同社はこれまでにサイバーエージェントから出資を受けており、小学生向けプログラミング教育事業を展開するジョイントベンチャーのCA Tech Kids社も2013年5月に共同で設立している。
日本のIT教育を全部やっていきたい
これまでもLife is Tech!や受託でのプログラミング教育イベントの運営などを展開してきたライフイズテックだが、代表取締役社長の水野雄介氏は、「Life is Techだけでなく、日本のIT教育を全部やっていきたいと思った」と調達の意図について語る。同社が今回の調達で重視したのは協業。そのため、引受先にはVCに加えて複数の事業会社の名が連なる。KCJ GROUPとは、中高生向けのアントレプレナーシップ教育プログラムを展開する予定であるほか、DeNAやリクルートでもそれぞれ新事業について検討中だという。
協業に加えて、オンライン教育の強化やグローバル展開(すでにシンガポールで一度Life is Tech!を開催しているそうで、10月には現地法人を設立する)、学習管理システムの開発および販売なども進める。また、「Life is Tech! Stars」と題して、プログラム卒業生の起業家やAO入試合格者などを紹介しているのだが、将来的には卒業生への投資を含めた支援を検討しているという。「ITの世界でヒーローを生み出す仕組みを作りたい」(水野氏)。「IT教育全部」と聞くと最初はちょっと大げさとも思ったのだけれど、すでに東南アジアではすでにプログラム開催の打診を複数受けていたり、ニーズは明確に感じているそうだ。

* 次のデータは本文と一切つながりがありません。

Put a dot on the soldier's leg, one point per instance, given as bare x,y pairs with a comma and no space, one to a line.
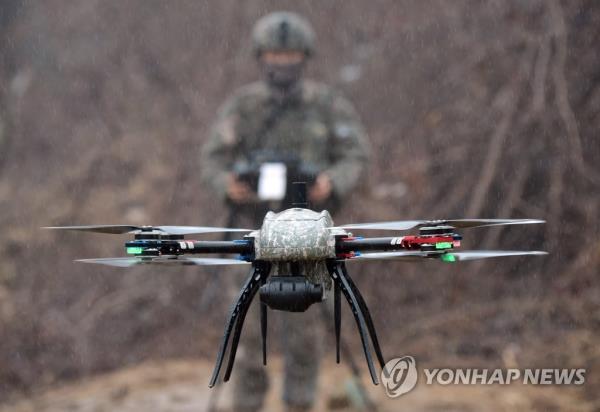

ちなみに水野氏、慶応義塾大学大学院在学中に、2年間高校の物理非常勤講師を勤めたのち、人材コンサルティングに務めていた経験を持つ。学校教育から抜け出して、自身で教育のあり方を模索する中でLife is Tech!のプログラムにたどり着いたそうだ。
スタッフ育成、紹介も事業の柱に
実は今回の取材は、Life is Techのプログラムが開催されていた東京大学の中で行っている。そのため水野氏に話を聞く前に、プログラムの様子を見ていたのだけれど、これが非常に活気があるものだった。ある中学1年生の男の子は、前回「席替え」のためのくじ引きアプリを作っていたそうだが、現在はサーバサイドと連携した、ノートや写真の共有アプリを作っていた。もちろん今すぐこのアプリがヒットするかどうかは別の話だが、ここまで手がけられるものかと驚かされた。
また、プログラムでは4〜5人の中学生に対して1人の大学生がスタッフとして付いて指導を行っていたのだけれど、すでにこのスタッフの競争率は3倍(年間100人ほど採用するとのこと)になっているのだそうだ。そしてスタッフに採用されると60時間の研修を受ける必要があるとのことで、クオリティ管理には徹底している。そのためスタッフの学生に興味を持つ企業も多く、新卒としてスタッフの大学生を企業に紹介するといったケースもあるという。